I'm just trying to visualize the costs of trading. Say I set up an account to trade something (forex, stock, even bitcoin) and I was going to let a random generator determine when I should buy or sell it. If I do this, I would assume I have an equal probability to make a profit or a loss.
Your question is what a mathematician would call an "ill-posed problem." It makes it a challenge to answer. The short answer is "no." We will have to consider three broad cases for types of assets and two time intervals.
Let us start with a very short time interval. The bid-ask spread covers the anticipated cost to the market maker of holding an asset bought in the market equal to the opportunity costs over the half-life of the holding period. A consequence of this is that you are nearly guaranteed to lose money if your time interval between trades is less than the half-life of the actual portfolio of the market maker. To use a dice analogy, imagine having to pay a fee per roll before you can gamble. You can win, but it will be biased toward losing.
Now let us go to the extreme opposite time period, which is that you will buy now and sell one minute before you die. For stocks, you would have received the dividends plus any stocks you sold from mergers. Conversely, you would have had to pay the dividends on your short sales and received a gain on every short stock that went bankrupt. Because you have to pay interest on short sales and dividends passed, you will lose money on a net basis to the market maker. Maybe you are seeing a pattern here. The phrase "market maker" will come up a lot.
Now let us look at currencies. In the long run, if the current fiat money policy regime holds, you will lose a lot of money. Deflation is not a big deal under a commodity money regime, but it is a problem under fiat money, so central banks avoid it. So your long currency holdings will depreciate. Your short would appreciate, except you have to pay interest on them at a rate greater than the rate of inflation to the market maker.
Finally, for commodities, no one will allow perpetual holding of short positions in commodities because people want them delivered. Because insider knowledge is presumed under the commodities trading laws, a random investor would be at a giant disadvantage similar to what a chess player who played randomly would face against a grand master chess player. There is a very strong information asymmetry in commodity contracts. There are people who actually do know how much cotton there is in the world, how much is planted in the ground, and what the demand will be and that knowledge is not shared with the world at large. You would be fleeced.

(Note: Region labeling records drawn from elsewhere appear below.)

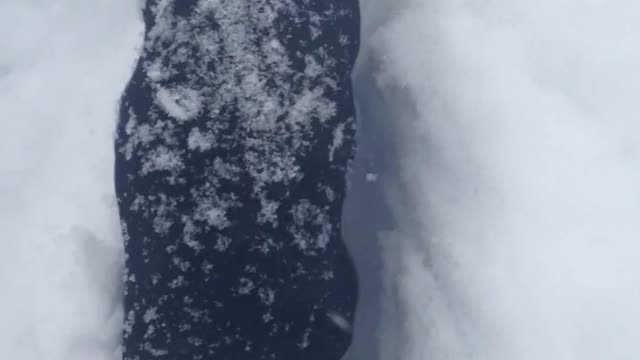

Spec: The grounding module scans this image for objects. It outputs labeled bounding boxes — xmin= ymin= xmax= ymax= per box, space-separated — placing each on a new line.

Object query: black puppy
xmin=115 ymin=0 xmax=359 ymax=360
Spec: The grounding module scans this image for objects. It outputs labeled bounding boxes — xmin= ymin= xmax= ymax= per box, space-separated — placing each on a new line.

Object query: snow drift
xmin=365 ymin=0 xmax=640 ymax=360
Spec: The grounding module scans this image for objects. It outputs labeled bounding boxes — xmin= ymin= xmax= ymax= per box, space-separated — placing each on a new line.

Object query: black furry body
xmin=115 ymin=0 xmax=359 ymax=360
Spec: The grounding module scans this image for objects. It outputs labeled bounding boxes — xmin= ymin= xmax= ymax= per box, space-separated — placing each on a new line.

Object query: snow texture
xmin=0 ymin=0 xmax=142 ymax=360
xmin=363 ymin=0 xmax=640 ymax=360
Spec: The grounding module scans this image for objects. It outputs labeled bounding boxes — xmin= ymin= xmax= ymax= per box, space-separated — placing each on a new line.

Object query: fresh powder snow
xmin=0 ymin=0 xmax=142 ymax=360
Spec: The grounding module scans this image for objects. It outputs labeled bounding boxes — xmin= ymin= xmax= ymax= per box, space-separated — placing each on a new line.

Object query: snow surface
xmin=363 ymin=0 xmax=640 ymax=360
xmin=0 ymin=0 xmax=143 ymax=360
xmin=5 ymin=0 xmax=640 ymax=360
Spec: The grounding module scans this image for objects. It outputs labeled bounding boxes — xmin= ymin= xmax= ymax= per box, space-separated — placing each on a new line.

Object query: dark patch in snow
xmin=116 ymin=0 xmax=359 ymax=360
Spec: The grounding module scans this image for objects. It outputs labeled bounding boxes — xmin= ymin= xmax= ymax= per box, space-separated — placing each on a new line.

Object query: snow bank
xmin=363 ymin=0 xmax=640 ymax=360
xmin=0 ymin=0 xmax=142 ymax=360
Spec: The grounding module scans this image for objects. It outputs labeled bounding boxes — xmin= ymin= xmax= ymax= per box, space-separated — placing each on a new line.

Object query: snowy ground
xmin=0 ymin=0 xmax=640 ymax=360
xmin=0 ymin=0 xmax=142 ymax=360
xmin=360 ymin=0 xmax=640 ymax=360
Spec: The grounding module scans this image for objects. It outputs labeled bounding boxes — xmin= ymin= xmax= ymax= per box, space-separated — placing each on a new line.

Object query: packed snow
xmin=0 ymin=0 xmax=640 ymax=360
xmin=365 ymin=0 xmax=640 ymax=360
xmin=0 ymin=0 xmax=142 ymax=360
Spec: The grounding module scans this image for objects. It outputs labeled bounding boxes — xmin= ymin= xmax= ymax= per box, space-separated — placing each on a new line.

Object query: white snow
xmin=0 ymin=0 xmax=142 ymax=360
xmin=363 ymin=0 xmax=640 ymax=360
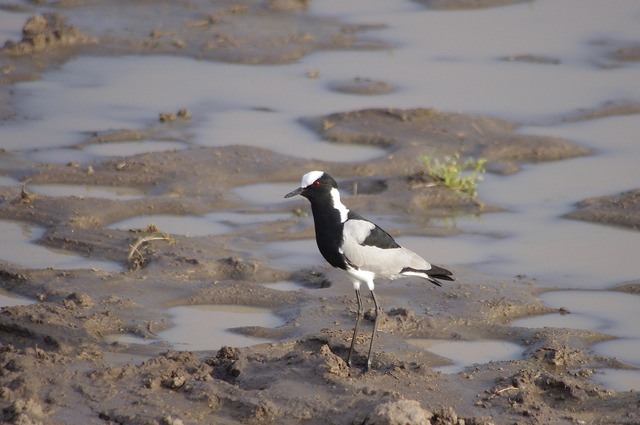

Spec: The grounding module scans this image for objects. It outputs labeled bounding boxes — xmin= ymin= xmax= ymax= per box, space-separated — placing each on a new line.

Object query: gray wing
xmin=341 ymin=218 xmax=431 ymax=278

Can I also assume that probabilistically speaking, a trader cannot do
worst than random? Say, if I had to guess the roll of a dice, my
chance of being correct can't be less than 16.667%.
A physicist, a con man, a magician and a statistician would tell you that dice rolls and coin tosses are not random. While we teach "fair" coins and "fair" dice in introductory college classes to simplify many complex ideas, they also do not exist. If you want to see a funny version of the dice roll game, watch the 1962 Japanese movie Zatoichi. It is an action movie, but it begins with a dice game.
Consider adopting a Bayesian perspective on probability as it would be a healthier perspective based on how you are thinking about this problem. A "frequency" approach always assumes the null model is true, which is what you are doing. Had you tried this will real money, your model would have been falsified, but you still wouldn't know the true model.
Yes, you can do much worse than 1/6th of the time. Even if you are trying to be "fair," you have not accounted for the variance.
Extending that logic, then for an inexperienced trader, is it right to
say then that it's equally difficult to purposely make a loss then it
is to purposely make a profit? Because if I can purposely make a loss,
I would purposely just do the opposite of what I'm doing to make a
profit. So in the dice example, if I can somehow lower my chances of
winning below 16.6667%, it means I would simply need to bet on the
other 5 numbers to give myself a better than 83% chance of winning.
If the game were "fair," but for things like forex the rules of the game are purposefully changed by the market maker to maximize long-run profitability. Under US law, forex is not regulated by anything other than common law. As a result, the market maker can state any price, including prices far from the market, with the intent to make a system used by actors losing systems, such as to trigger margin calls. The prices quoted by forex dealers in the US move loosely with the global rates, but vary enough that only the dealer should make money systematically. A fixed strategy would promote loss.
You are assuming that only you know the odds and they would let you profit from your 83.33 percentage chance of winning.
So then, is the costs of trading from a purely probabilistic point of
view simply the transaction costs? No matter what, my chances cannot
be worse than random and if my trading system has an edge that is
greater than the percentage of the transaction that is transaction
cost, then I am probabilistically likely to make a profit?
No, the cost of trading is the opportunity cost of the money. The transaction costs are explicit costs, but you have ignored the implicit costs of foregone interest and foregone happiness using the money for other things.
You will want to be careful here in understanding probability because the distribution of returns for all of these assets lack a first moment and so there cannot be a "mean return." A modal return would be an intellectually more consistent perspective, implying you should use an "all-or-nothing" cost function to evaluate your methodology.